How to learn Retention And Cohort Queries for SQL in Product Analyst for free

Why this matters

As a Product Analyst, you will routinely answer questions like: Do users who sign up in June come back a week later? How does week-4 retention look after a new onboarding flow? Which cohorts are churning fastest? Retention and cohort queries let you quantify customer stickiness, compare launches, and prioritize product bets.

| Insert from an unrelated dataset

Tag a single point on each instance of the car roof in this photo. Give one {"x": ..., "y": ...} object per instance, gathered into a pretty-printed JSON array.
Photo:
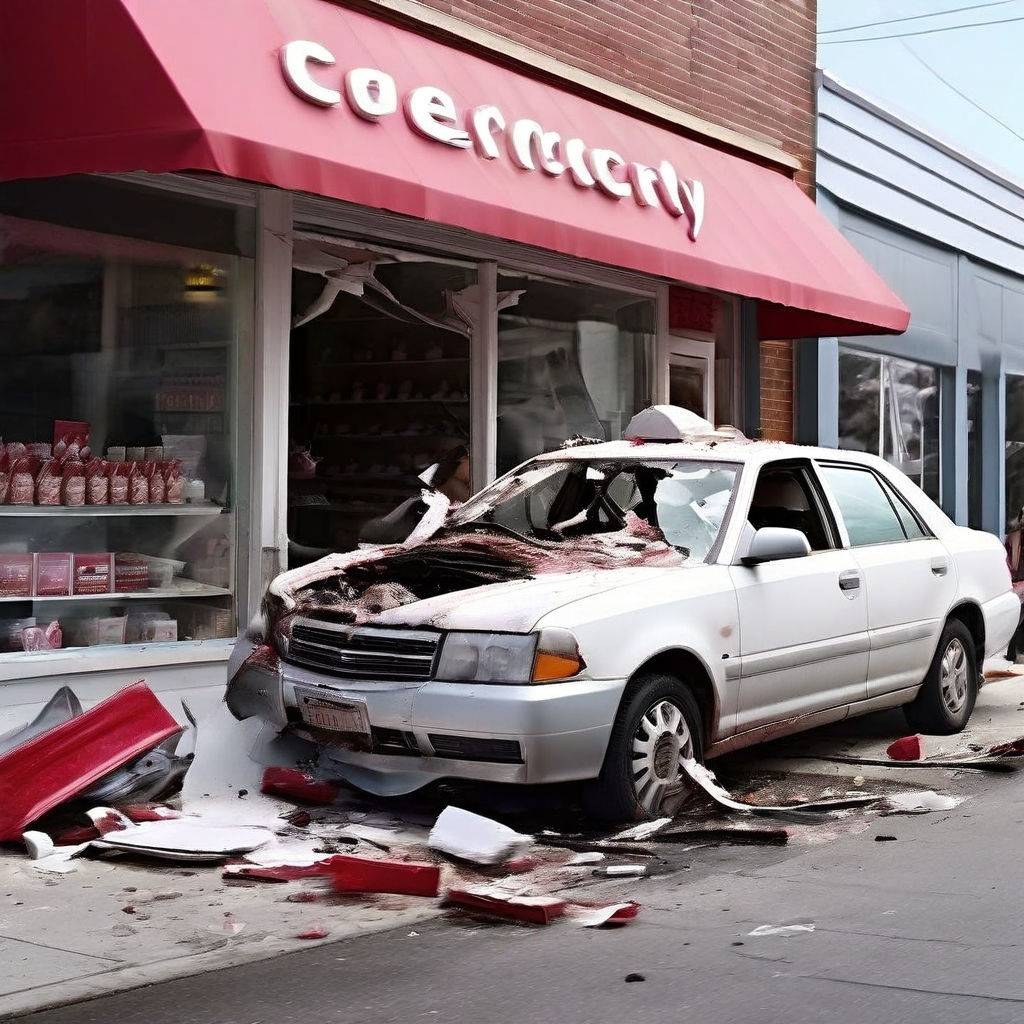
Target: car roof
[{"x": 741, "y": 451}]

Monitor Day-1 and Day-7 retention after a feature release.
Compare monthly cohorts to detect seasonality or channel quality.
Spot churn early and flag segments for lifecycle campaigns.

Concept explained simply

A cohort is a group of users who share a starting event and time bucket (for example, users who signed up in the same week). Retention measures how many of those users return (perform any qualifying activity) at a later time bucket.

Mental model

Pick the start: usually user signup (or first purchase).
Bucket into cohorts: by day/week/month (using DATE_TRUNC).
Define a return window: exact day (D7), week window (W4), or rolling window (any activity in days 1–30).
Count unique users who return in that window and divide by the cohort size.

Data model used in examples

We assume two tables (rename columns to your schema as needed):

users(user_id, signup_at TIMESTAMP)
events(user_id, event_at TIMESTAMP, event_name TEXT)

"Activity" usually means any meaningful product event (session, open_app, view_item, purchase). Adjust filters to match your product.

Worked examples

Example 1 — Monthly cohorts, Day-7 retention

Question: For each signup month, what percent of users return exactly 7 days after signup?

WITH base AS (
  SELECT 
    u.user_id,
    (DATE_TRUNC('month', u.signup_at))::date AS cohort_month,
    u.signup_at::date AS signup_date
  FROM users u
),
acts AS (
  SELECT e.user_id, e.event_at::date AS activity_date
  FROM events e
  -- optionally filter: WHERE e.event_name IN ('open_app','session','purchase')
)
SELECT 
  b.cohort_month,
  COUNT(DISTINCT b.user_id) AS cohort_size,
  COUNT(DISTINCT CASE WHEN (a.activity_date - b.signup_date) = 7 THEN b.user_id END) AS retained_d7,
  ROUND(100.0 * COUNT(DISTINCT CASE WHEN (a.activity_date - b.signup_date) = 7 THEN b.user_id END)
        / NULLIF(COUNT(DISTINCT b.user_id), 0), 1) AS d7_retention_pct
FROM base b
LEFT JOIN acts a ON a.user_id = b.user_id
GROUP BY 1
ORDER BY 1;

Notes: In some SQL dialects use DATEDIFF(day, b.signup_date, a.activity_date) = 7.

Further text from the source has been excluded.